SPELL is a minimal, stack-based programming language created for The Skull CTF.

The language is defined by the following cryptic piece of Arduino code:

void spell() {

                  uint8_t*a,pc=16,sp=0,
               s[32]={0},op;while(!0){op=
            EEPROM.read(pc);switch(+op){case
          ',':delay(s[sp-1]);sp--;break;case'>':
         s[sp-1]>>=1|1;break;case'<':s[sp-1]<<=1;
        break;case'=':pc=s[sp-1]-1;sp--;break;case
       '@':if(s[sp-2]){s[sp-2]--;pc=s[sp-1]-1;sp+=
      1;}sp-=2;break;case'&':s[sp-2]&=s[sp-1];sp-=1;
      break;case'|':s[sp-2]|=s[sp-1];sp-=1;break;case
    '^':s[sp-2]^=s[sp-1];sp--;break;case'+':s[sp-2]+=
   s[sp-1];sp=sp-1;break;case'-':s[sp-2]-=s[sp-1];sp--;
   break;case'2':s[sp]=s[sp-1];sp=sp+1;break;case'?':s[
 sp-1]=EEPROM.         read(s[sp-1]|0        );break;case
  "!!!"[0]:             666,EEPROM              .write(s
   [sp-1]                ,s[sp-2]                );sp=+
    sp-02;               ;break;                 1;case
    "Arr"[               1]:  s[+               sp-1]=
    *(char*)            (s[+   sp-1           ]);break
      ;case'w':*   (char*)(     s[+sp-1])  =s[sp-+2];
        sp-=2;break;case+       'x':s[sp] =s[sp-1
           ];s[sp-1]=s[sp   +    -2];s[sp-2]=s[
            0|sp];break;    ;;    case"zzz"[0
             ]:sleep();"   Arrr  ";break;case
             255  :return;;  default:s  [sp]
              =+   op;sp+=    1,1   ;}pc=
               +    pc  +      1;      %>

}

This design is an hardware implementation of SPELL with the following features:

  • 32 bytes of program memory (volatile, simulates EEPROM)
  • 32 bytes of stack memory
  • 8 bytes of internal RAM
  • 8 I/O pins (uio)

Initially, all the program memory is filled with 0xFF, and the stack and data memory are filled with 0x00. The program counter and the stack pointer are both set to 0x00.

To load a program or inspect the internal state, the design provides access to the following registers via a simple serial interface:

Address Register name Description
0x00 PC Program counter
0x01 SP Stack pointer
0x02 EXEC Execute-in-place (write-only)
0x03 STACK Stack access (read the top value, or push a value)

The serial interface is implemented using a shift register, which is controlled by the following signals:

Pin Type Description
reg_sel input Select the register to read/write
load input Load the selected register with the value from the shift register
dump input Dump the selected register value to the shift register
shift_in input Serial data input
shift_out output Serial data output

When load is high, the value from the shift register is loaded into the selected register.

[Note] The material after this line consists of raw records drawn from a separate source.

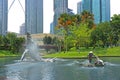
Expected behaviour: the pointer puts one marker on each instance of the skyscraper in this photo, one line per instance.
(60, 6)
(34, 16)
(100, 9)
(87, 5)
(3, 16)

When dump is high, the value of the selected register is dumped into the shift register, and can be read after two clock cycles by reading shift_out (MSB first).

For example, if you want to read the value of the program counter, you would:

  1. Set reg_sel to 0x00 and set dump to 1
  2. Wait for two clock cycles for the first bit (MSB) to appear on shift_out.
  3. Read the remaining bits from shift_out on each clock cycle.

To write a value to the program counter, you would:

  1. Write the value to the shift register, one bit at a time, starting with the MSB.
  2. Set reg_sel to 0x00 and set load to 1.
  3. Wait for a single clock cycle for the value to be loaded.

Writing an opcode to the EXEC register will execute the opcode in place, without modifying the program counter (unless the opcode is a jump instruction).

The STACK register is used to push a value onto the stack or read the top value from the stack (for debugging purposes).

Data memory and I/O registers

The data memory space is divided into two regions:

Address range Description
0x00 - 0x07 General-purpose data storage (data memory)
0x20 - 0x5F I/O and control registers

Other addresses are unmapped.

The following registers are available in the data memory space:

Address Name Description
0x36 PINB Read the value of the portb pins, or toggle the output when written to
0x37 DDRB Set the direction of the portb pins (0 = input, 1 = output)
0x38 PORTB Write to the portb pins

For example, to toggle the value of the portb[2] (uio[2]) pin, you would write 0x04 to the PINB register.

How to test

To test SPELL, you need to load a program into the program memory and execute it. You can load the program by repeatedly executing the following steps for each byte of the program:

  1. Write the byte to the top of the stack (using the STACK register)
  2. Write the address of the byte in the program memory to top of the stack
  3. Write the opcode ! to the EXEC register

After loading the program, you can execute it by writing the address of the first byte in the program memory to the PC register, and then pulsing the run signal.

Test program

The following program which will rapidly blink an LED connected to the uio[0] pin. The program bytes should be loaded into the program memory starting at address 0:

[1, 55, 119, 1, 54, 119, 250, 44, 3, 61]

For a more complex test program, see the TT06 SPELL bringup script.

External hardware

None